Sounds like what you are trying to do is similar to an old jiffy script
of mine:
http://bl831.als.lbl.gov/~jamesh/pickup/local_corr.com
My purpose was to compute the correlation coefficient (CC) for a bunch
of different rotamers of a side chain, but I think the script will work
for you "as is". What I learned is that you want to make a set of PDB
files that contain only the "variable" atoms in the structure (in your
case, just the ligands, no protein). Otherwise, the "signal" you are
trying to measure is swamped by all the other atoms in the structure.

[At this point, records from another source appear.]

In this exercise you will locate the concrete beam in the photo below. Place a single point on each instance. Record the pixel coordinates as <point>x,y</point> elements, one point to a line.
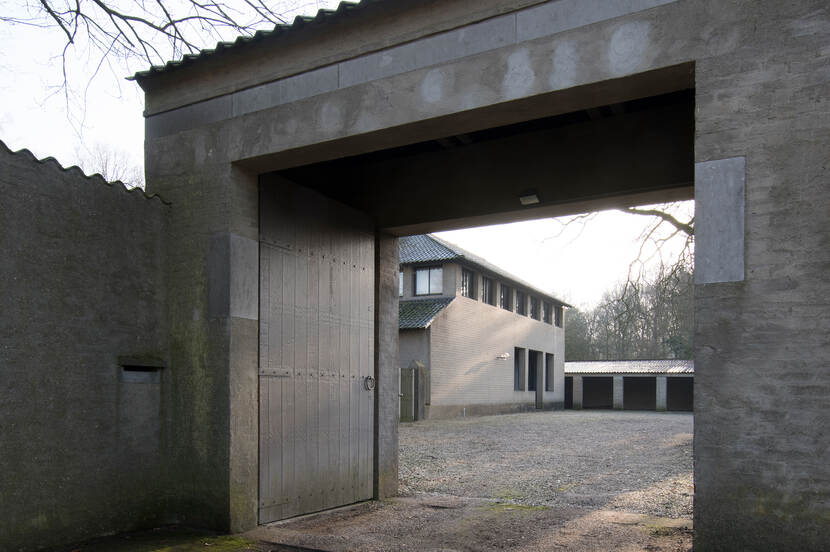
<point>619,390</point>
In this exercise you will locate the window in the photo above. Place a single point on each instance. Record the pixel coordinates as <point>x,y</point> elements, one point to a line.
<point>487,291</point>
<point>506,297</point>
<point>521,303</point>
<point>468,283</point>
<point>428,281</point>
<point>548,372</point>
<point>518,369</point>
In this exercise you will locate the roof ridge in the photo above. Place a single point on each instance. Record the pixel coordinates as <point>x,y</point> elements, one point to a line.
<point>77,171</point>
<point>472,257</point>
<point>299,22</point>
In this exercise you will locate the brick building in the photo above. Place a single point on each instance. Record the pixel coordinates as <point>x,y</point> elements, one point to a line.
<point>491,342</point>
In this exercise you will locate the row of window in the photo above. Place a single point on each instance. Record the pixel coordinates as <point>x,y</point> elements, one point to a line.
<point>430,281</point>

Then you want to "select" map grid points that are near ANY of the atoms
in you set of PDB files and score all your PDBs against that SAME map.
If you don't do this, you will always find that bigger stuff matches
better because bigger stuff simply intersects more density.
I also found it is much better to use the CC of the Laplacian of the
electron density maps, rather than the CC of the raw electron density
itself. By "better" I mean that a "wrong" rotamer that happens to stick
itself into the middle of a nearby helix or heavy metal will "correlate"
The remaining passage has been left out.